For long-time members of CFHA, the reaction to more family-oriented care is “What took so long?” Our organization’s earliest leaders, Bill Doherty and Mac Baird, wrote Family Medicine and Family Therapy in 1983. Susan McDaniel, Thomas Campbell, and David Seaburn penned the first edition of Family-Oriented Primary Care in 1990. Decades have passed since in which healthcare became more patient-centered and family members were often marginalized. But now the rise of home care is forcing the issue.
The pandemic has boosted consumer interest in receiving essential services in the comfort of home
What’s necessary now is that healthcare providers embrace patients’ family members as home-based allies for improved patient outcomes, not meddlers in professional-patient relationships. To make family-oriented care as effective as possible, they need to provide family caregivers with the following:
- A welcoming attitude. Family members can feel when providers are ambivalent or worse about their involvement in a patient’s treatment. They are then less likely to share information about a patient’s behavior or symptoms while at home. The provider who turns toward rather than away from family caregivers and make them feel valued will gain loyal comrades.
- A reliable system of communicating. Family members need healthcare and social service professionals to encourage patients to permit them to share information with family members. They need ways of reaching providers by phone, text, email, video conferencing, or EHR portal with questions and observations and know they will get timely replies.

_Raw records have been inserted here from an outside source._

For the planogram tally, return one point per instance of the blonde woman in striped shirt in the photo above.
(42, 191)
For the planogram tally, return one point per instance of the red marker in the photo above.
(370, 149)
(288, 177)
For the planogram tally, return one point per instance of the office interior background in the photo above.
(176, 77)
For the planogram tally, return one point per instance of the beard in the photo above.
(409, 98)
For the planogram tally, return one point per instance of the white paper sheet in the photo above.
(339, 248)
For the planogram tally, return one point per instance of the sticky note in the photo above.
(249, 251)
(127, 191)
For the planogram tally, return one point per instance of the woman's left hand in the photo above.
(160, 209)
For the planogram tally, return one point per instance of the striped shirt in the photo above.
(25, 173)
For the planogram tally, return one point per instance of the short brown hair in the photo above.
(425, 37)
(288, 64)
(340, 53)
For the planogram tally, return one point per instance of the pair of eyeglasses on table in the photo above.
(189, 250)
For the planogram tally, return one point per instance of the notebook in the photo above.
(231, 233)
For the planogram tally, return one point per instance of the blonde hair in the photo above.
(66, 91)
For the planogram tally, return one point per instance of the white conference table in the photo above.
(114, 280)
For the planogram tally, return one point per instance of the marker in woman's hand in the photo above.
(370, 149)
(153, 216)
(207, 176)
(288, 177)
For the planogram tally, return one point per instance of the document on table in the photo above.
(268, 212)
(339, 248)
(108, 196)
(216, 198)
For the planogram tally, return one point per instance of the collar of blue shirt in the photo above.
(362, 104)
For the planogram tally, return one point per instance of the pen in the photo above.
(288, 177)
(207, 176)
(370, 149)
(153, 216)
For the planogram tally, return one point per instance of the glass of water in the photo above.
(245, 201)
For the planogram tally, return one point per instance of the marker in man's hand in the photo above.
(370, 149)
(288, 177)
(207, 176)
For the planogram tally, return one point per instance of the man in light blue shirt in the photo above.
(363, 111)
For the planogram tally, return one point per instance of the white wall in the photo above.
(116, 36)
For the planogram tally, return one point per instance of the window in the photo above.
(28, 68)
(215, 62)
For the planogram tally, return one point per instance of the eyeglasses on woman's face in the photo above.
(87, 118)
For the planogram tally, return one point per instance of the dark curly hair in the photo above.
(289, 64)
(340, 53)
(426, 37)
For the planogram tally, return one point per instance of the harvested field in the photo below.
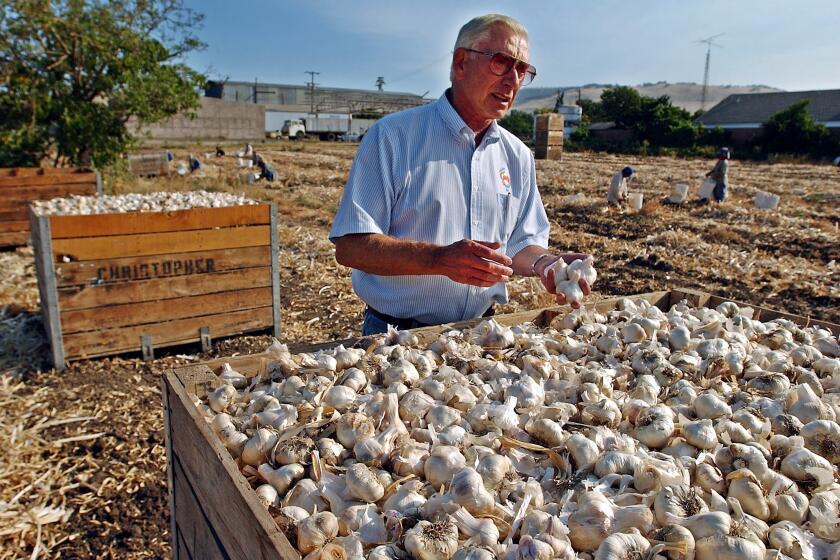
(84, 472)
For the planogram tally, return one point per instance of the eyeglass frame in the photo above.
(531, 71)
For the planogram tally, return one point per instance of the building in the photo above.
(284, 102)
(743, 114)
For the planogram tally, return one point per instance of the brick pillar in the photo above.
(548, 136)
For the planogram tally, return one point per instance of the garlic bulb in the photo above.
(362, 484)
(220, 399)
(231, 377)
(467, 490)
(353, 427)
(281, 479)
(443, 462)
(316, 531)
(432, 541)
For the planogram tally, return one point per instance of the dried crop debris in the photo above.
(108, 492)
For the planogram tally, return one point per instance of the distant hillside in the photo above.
(685, 95)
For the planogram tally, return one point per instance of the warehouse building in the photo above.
(296, 101)
(743, 114)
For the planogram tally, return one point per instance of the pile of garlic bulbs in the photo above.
(136, 202)
(693, 433)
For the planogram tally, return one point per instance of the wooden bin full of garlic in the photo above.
(506, 439)
(133, 279)
(21, 185)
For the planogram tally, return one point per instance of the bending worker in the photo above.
(618, 187)
(720, 175)
(441, 206)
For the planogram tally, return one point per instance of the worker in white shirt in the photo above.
(618, 187)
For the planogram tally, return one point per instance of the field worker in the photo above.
(195, 163)
(441, 206)
(720, 175)
(618, 187)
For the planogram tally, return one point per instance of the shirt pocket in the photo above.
(506, 209)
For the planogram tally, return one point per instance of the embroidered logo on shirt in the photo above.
(503, 175)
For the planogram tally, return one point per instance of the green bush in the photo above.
(793, 131)
(519, 123)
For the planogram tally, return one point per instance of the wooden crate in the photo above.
(548, 136)
(213, 511)
(21, 185)
(114, 283)
(149, 165)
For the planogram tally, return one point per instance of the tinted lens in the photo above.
(501, 63)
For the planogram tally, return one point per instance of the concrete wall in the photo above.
(216, 120)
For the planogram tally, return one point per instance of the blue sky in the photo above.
(793, 45)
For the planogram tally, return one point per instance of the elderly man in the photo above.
(441, 207)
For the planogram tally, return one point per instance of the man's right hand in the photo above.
(476, 263)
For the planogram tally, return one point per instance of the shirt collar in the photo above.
(457, 125)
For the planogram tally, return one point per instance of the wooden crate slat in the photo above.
(181, 331)
(243, 526)
(15, 199)
(47, 179)
(102, 295)
(86, 273)
(13, 238)
(91, 248)
(16, 214)
(196, 535)
(32, 171)
(14, 226)
(130, 314)
(156, 222)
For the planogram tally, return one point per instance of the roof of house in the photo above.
(746, 108)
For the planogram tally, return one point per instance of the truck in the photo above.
(332, 127)
(325, 128)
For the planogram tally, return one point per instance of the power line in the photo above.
(311, 84)
(708, 41)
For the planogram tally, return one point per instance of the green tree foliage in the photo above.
(73, 72)
(519, 123)
(623, 105)
(793, 131)
(593, 111)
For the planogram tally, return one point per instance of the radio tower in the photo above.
(709, 42)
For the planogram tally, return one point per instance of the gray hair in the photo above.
(479, 28)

- The right training. Many family members are willing to help but don’t know what help would make a difference with patients. Providers should give them meaningful roles in the treatment—e.g., doling meds, tracking blood sugar and blood pressure numbers, coaching swallowing regimens and physical therapy exercises—and then teach them the skills to succeed at those jobs.
- A say in treatment planning. Yes, it is the highest ethical principle to ensure that patients capable of making informed decisions do so. But providers can still solicit family caregivers’ input without overruling patients’ choices. They can encourage patients to seriously consider their family members’ opinions and concerns. It would be folly to reject family members’ perspectives as “biased” without hearing them first.

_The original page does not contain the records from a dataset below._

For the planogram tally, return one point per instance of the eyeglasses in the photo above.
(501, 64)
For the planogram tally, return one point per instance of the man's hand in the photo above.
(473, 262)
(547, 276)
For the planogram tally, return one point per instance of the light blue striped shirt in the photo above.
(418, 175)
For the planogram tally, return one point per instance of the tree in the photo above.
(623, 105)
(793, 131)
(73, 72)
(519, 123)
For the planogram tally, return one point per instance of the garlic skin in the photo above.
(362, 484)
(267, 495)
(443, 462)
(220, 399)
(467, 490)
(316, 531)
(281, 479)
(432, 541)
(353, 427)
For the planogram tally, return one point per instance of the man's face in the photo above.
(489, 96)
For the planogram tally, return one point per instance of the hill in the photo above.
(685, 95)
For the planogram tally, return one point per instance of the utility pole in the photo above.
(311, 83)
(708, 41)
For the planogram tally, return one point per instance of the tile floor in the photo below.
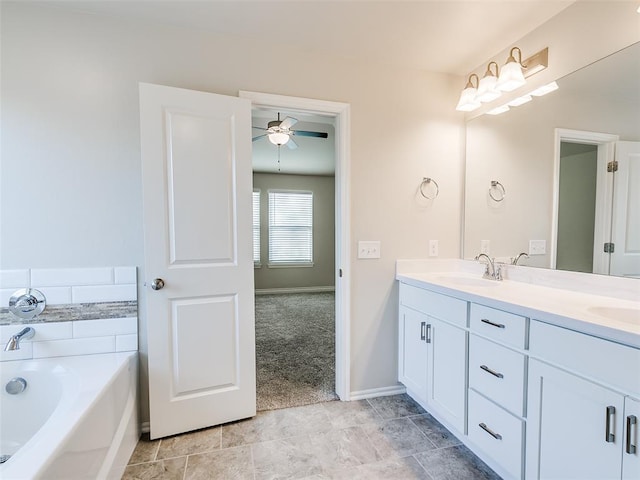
(380, 438)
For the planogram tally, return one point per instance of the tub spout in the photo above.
(14, 341)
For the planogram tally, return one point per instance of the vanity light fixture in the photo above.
(511, 76)
(498, 110)
(278, 138)
(487, 91)
(516, 102)
(468, 102)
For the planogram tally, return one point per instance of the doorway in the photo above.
(337, 114)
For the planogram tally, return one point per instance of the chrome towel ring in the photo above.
(426, 181)
(497, 191)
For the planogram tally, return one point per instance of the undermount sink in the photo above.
(627, 315)
(469, 281)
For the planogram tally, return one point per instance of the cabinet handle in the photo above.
(492, 372)
(495, 435)
(493, 324)
(608, 436)
(630, 447)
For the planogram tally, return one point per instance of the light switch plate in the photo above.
(369, 249)
(537, 247)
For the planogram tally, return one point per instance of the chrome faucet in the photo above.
(493, 271)
(14, 341)
(518, 257)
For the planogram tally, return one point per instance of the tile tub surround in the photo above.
(89, 310)
(378, 438)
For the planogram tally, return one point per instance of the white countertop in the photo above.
(605, 316)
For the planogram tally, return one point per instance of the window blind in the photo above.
(256, 227)
(290, 227)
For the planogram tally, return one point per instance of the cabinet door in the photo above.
(447, 372)
(574, 427)
(631, 455)
(412, 367)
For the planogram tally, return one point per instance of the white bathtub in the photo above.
(76, 419)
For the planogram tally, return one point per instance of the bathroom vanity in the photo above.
(537, 374)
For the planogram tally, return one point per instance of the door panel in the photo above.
(625, 229)
(197, 186)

As part of so-called “self-directed care” or “consumer-directed care”, many states are now allowing patients’ family members to be paid as certified nursing assistants (CNAs) for caring for their loved ones at home. In my opinion, this is just the start of a broadening trend in which family members are recognized and perhaps compensated for their contributions to patient care. Home-based care will continue growing in the immediate future and patients will thrive—but only if family-oriented care becomes the national norm.
Carol Podgorski says
Dr. Jacobs makes excellent suggestions in this blog. In order for recommendations such as these to become standard practice a bridge needs to be built between the CFHA community of scholars and those in geriatrics. As someone with a foot in each of these two worlds I can attest that they are worlds apart in many ways. An initiative such as the Age-Friendly Health System might be a vehicle for bringing the two together. I would welcome a chance to be part of that effort.
Barry J Jacobs says
Thanks, Carol. Appreciate your ideas. The Age-Friendly Health System initiative, undertaken by IHI and the John A. Hartford Foundation, is an excellent framework.